Some of the best advice I ever received was from Peter Molyneux, head of Lionhead Studios. I was a summer student about to go to university when he said to me, ‘Alex, don’t go to university to study programming, you can already program! Instead, fill your head with something interesting – history, art, architecture – that you can actually program with.’
In the end, I only partially listened and studied maths and computer science. And while that has served me well, I learnt very little about programming in my three years; instead, the best parts of the degree were those which gave me new ideas to try putting into my programs.

Talented creatives

That advice is the basis of this blog post and the full answer I give to people who ask what they should study. Indeed, when Media Molecule receives a CV from a programmer, by far the most important thing we look for are home and hobby projects. What does this person create in their spare time? We expect applicants to be able to program fluently – that part is easy. What differentiates the great candidate from the average one is what they choose to create with their programming skill.
Now is a wonderful time for kids to learn how to program.
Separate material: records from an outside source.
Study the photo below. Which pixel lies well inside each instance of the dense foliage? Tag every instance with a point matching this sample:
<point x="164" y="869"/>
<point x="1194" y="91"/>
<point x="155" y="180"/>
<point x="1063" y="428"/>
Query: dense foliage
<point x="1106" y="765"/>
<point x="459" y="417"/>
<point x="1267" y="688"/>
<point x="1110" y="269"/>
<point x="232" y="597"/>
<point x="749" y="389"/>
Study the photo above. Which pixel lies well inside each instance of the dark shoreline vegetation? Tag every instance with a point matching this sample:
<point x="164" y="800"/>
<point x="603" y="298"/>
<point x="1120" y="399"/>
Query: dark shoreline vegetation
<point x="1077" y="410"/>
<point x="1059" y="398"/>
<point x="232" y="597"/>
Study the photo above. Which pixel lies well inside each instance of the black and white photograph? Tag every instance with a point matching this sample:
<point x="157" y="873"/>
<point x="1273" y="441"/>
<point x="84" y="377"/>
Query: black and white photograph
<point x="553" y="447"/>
My generation was blessed with the ZX Spectrum, BBC Micro, Commodore 64, Apple ][ and other ‘8-bit micros’; ‘blessed’ because each one invited, by default, the user to write programs in BASIC as soon as you switched it on. There was an unfortunate phase, through the 90s, where it became trickier to get access to good programming tools on ‘proper’ computers. I was lucky enough to meet a kindly neighbour who passed me a slightly dodgy copy of Turbo Pascal. He probably never realised he was helping to shape the rest of my life and career.
The rise of the Web has meant that a programmer-neighbour is no longer needed to launch our kids into programming. There are many free and cheap ways for kids to learn programming, from Processing, Scratch, and Alice, to Javascript, Python and so on, as well as the forthcoming and hugely exciting Rasberry Pi – a cheap, credit-card sized box which aims to put a fully functional computer in the hands of anyone for $25.

What next?

As for how our kids might decide what to program – sources of inspiration are also plentiful, at home and at school. In my day, the code listings at the back of flimsy magazines taught us (through copying them out, line by line) what a well written program might be, laying the seeds of ideas for new programs to write. These days, Google code search and sites like GitHub hold huge, freely accessible and easily searched for swathes of code to read, learn from, extend, and improve – all with a simple click on a webpage.
So, what is programming? It is that skill which turns a computer or tablet or phone from a black box full of apps into a machine that can be instructed to do anything you can imagine. And I can’t wait to see what a generation of kids, educated to be programming-literate, will choose to make them do.